Under HIPAA, managed service providers (MSPs) are regarded as business associates under certain circumstances. MSPs that access PHI are business associates. MSP contracts are contracts that HIPAA obligates MSPs to enter into. MSP contracts, also known as business associate agreements, is discussed below.

What is the Name Given to MSP Business Contracts?

HIPAA refers to MSP contracts – agreements between covered entities and MSP business associates – as “business associate agreements.”

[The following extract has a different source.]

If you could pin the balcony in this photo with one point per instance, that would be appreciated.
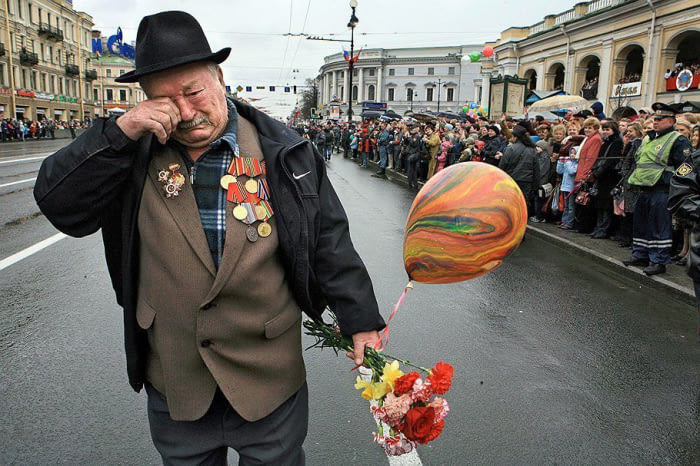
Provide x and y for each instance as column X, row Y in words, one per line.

The business associate agreement that HIPAA requires an MSP business associate to enter into with the covered entity must:

• Establish the permitted and required uses and disclosures of protected health information by the MSP business associate; 
• Provide that the MSP business associate will not use or further disclose the information other than as permitted or required by the contract or as required by law; 
• Require the MSP business associate to implement appropriate safeguards to prevent unauthorized use or disclosure of the information, including implementing requirements of the HIPAA Security Rule with regard to electronic protected health information;
• Require the MSP business associate to report to the covered entity any use or disclosure of the information not provided for by its contract, including incidents that constitute breaches of unsecured protected health information; 
• Require the MSP business associate to disclose protected health information as specified in its contract to satisfy a covered entity’s obligation with respect to individuals’ requests for copies of their protected health information, as well as make available protected health information for amendments (and incorporate any amendments, if required) and accountings;
• To the extent the MSP business associate is to carry out a covered entity’s obligation under the HIPAA Privacy Rule, require the MSP business associate to comply with the requirements applicable to the specific obligation; 
• Require the MSP business associate to make available to the Department of Health and Human Services (HHS) its internal practices, books, and records relating to the use and disclosure of protected health information received from, created, or received by the MSP business associate on behalf of, the covered entity for purposes of HHS determining the covered entity’s compliance with the HIPAA Privacy Rule; 
• At termination of the contract, if feasible, require the MSP business associate to return or destroy all protected health information received from, created, or received by the MSP business associate on behalf of, the covered entity; 
• Require the MSP business associate to ensure that any subcontractors it may engage on its behalf that will have access to protected health information, agree to the same restrictions and conditions that apply to the business associate with respect to such information; and 
• Authorize termination of the contract by the covered entity if the MSP business associate violates a material term of the contract. 

Note that contracts between business associates and business associates that are subcontractors are subject to these same requirements.